Audio from the microphone and mic amplifier is sent into the center tap connecting L2 and L3.  The level of this audio is kept low, below the point where is could turn on the diodes.  The center tap IS grounded for RF by the .1uF capacitor, but it is NOT grounded for AF.  That is key to understanding this circuit. 

In essence by turning the two diodes on and off at the rate of the RF signal, the audio signal is facing severe non-linearity through the diodes.  We could say it is alternately being multiplied by 1 and 0.  This non-linearity is what is required for mixing.  We therefor get sum and difference products:  Sidebands.  At this point, Double Sideband.  

The way the transformer is set up means the RF carrier signal is balanced out:  Even when the two diodes conduct, the top of R1 and the bottom of R2 are of equal and opposite polarity, so there is no carrier signal at the junction of R1 and R2 (they are actually a 100 ohm variable resistor that can be adjusted to make SURE they balance out).  So the carrier is suppressed and all that remains are the sidebands:  Suppressed Carrier Double Sideband. 

PRODUCT DETECTOR CONFIGURATION:

What happens when we use this circuit as a product detector in a receiver? Let's assume we are working with a 455 kc IF.   If you run a 454 kc 7 dbm BFO signal into L1, it will turn the diodes on and off as described above.  But you will NOT be able to put the 455 kc IF signal into the center tap of L2/L3 -- that center tap is GROUNDED for 455 kc.   So you will have to run your IF signal into the resistors, and take the audio output from the center tap of L2/L3.   This works.   I tried it in my HA-600A.  But there is a problem: Envelope detection.  

In this arrangement, we are balancing out NOT the 455 kc IF signal, but instead we are balancing out the BFO.  We don't really NEED to balance out the BFO -- it can easily be knocked down in the audio amplifiers, and IT is not responsible for the problematic envelope detection.  We DO need to balance out the IF signal, because if that gets through we can get simultaneous "envelope detection" and product detection.   And believe me,  that does not sound good.

So I tried putting the IF signal into L1, and the BFO signal into the resistors (as shown above).  I took the audio  from the junction of L2/L3.  This seemed work better, with envelope detection greatly reduced. 

BUT WHAT'S THE GO OF IT? 

But how is this circuit mixing in this configuration?   The strong BFO signal is still controlling the diodes, BUT, with the BFO signal coming in through the resistors,  when the top of R1 is positive the bottom of R2 is ALSO positive.  In this situation D1 will conduct but D2 will not.  The IF signal is facing a big non-linearity.

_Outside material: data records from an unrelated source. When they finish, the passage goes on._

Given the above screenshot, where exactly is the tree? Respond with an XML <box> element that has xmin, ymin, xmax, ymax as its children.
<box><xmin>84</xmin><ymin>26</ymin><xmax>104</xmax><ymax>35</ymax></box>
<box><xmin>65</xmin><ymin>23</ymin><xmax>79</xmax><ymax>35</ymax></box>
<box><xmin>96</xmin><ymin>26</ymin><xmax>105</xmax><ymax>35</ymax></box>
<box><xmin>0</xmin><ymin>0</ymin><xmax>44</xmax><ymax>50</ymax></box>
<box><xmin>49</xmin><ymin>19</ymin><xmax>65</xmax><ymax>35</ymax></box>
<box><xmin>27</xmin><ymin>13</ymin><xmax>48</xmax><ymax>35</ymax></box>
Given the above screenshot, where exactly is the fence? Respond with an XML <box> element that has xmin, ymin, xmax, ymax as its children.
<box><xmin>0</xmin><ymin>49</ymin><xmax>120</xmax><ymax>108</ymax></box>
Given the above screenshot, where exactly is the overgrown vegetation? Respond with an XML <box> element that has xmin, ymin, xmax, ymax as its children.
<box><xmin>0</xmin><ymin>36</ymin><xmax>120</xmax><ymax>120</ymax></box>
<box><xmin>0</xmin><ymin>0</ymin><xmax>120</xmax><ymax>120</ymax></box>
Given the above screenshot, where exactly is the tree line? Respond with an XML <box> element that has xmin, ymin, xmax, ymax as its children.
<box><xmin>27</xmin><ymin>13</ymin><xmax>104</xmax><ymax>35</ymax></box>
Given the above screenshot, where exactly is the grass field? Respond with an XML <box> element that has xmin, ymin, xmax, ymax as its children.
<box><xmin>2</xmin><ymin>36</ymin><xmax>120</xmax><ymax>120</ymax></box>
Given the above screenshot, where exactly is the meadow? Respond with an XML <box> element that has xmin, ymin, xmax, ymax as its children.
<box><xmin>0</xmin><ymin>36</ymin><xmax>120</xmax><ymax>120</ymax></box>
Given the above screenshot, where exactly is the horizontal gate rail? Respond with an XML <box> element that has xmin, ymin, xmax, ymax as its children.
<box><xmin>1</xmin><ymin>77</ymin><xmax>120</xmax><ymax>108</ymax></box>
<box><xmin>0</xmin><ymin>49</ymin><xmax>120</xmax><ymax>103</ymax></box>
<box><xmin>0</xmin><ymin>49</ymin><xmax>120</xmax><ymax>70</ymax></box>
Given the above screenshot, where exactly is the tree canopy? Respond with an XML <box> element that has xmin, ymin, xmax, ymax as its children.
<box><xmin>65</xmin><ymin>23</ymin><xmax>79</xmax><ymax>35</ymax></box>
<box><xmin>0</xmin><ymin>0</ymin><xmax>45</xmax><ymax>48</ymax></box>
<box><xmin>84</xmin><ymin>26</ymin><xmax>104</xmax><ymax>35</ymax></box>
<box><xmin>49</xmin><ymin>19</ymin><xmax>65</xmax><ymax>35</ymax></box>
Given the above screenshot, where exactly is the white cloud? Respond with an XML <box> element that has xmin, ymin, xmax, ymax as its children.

This will result in sum and difference frequencies.  The difference frequency will be audio.  But with D1 and D2 turning on and off in a very different way than we saw in the balanced modulator, how does the mixing happen?  

I think the answer comes from the summer 1999 issue of SPRAT, the amazing journal of the G-QRP club.  Leon Williams, VK2DOB wrote an article entitled "CMOS Mixer Experiments."  

Here is Leon's 74HC4066 circuit: 


I think those two gates (3,4,5 and 1,2, 13) are the functional equivalent equivalent of the two diodes in our product detector. In Leon's scheme the VFO is supplying signals of opposite polarity.  Ours is providing only one signal, but the fact that the diodes are reversed means that they act just like the gates in Leon's circuit.  The transformer is almost identical to the one we use in the product detector. 

Let's look at the output from Leon's circuit: 


"VFO A" going high is the equivalent of the BFO going to its positive peak and D1 conducting. 
"VFO B" going high is the equivalent of the BFO signal to its negative peak and D2 conducting. 

Take a ruler, place it vertically across the waveforms and follow the progress at the output as the two signals (RF A and RF B) are alternately let through the gates (or the diodes).  You can see the complex wave form that results.  The dashed line marked Audio Output shows the difference frequency -- the audio.  That is what we sent to to the AF amplifiers. 

One concern remains:   

What happens when the 455 kc IF signal getting to L1 get so strong that IT also starts to turn the diodes on and off?   I think this will result in distortion, and we can see this in LT Spice.  

Here is the output waveform when the If signal at L1 is kept below the level that would turn on the diodes: 


Here you can see it with a much stronger IF signal:  


The output waveform becomes more of a sawtooth. 

How can I prevent this from happening?   I know AGC should help, but the AGC in this receiver doesn't seem to sufficiently knock down very strong incoming signals. 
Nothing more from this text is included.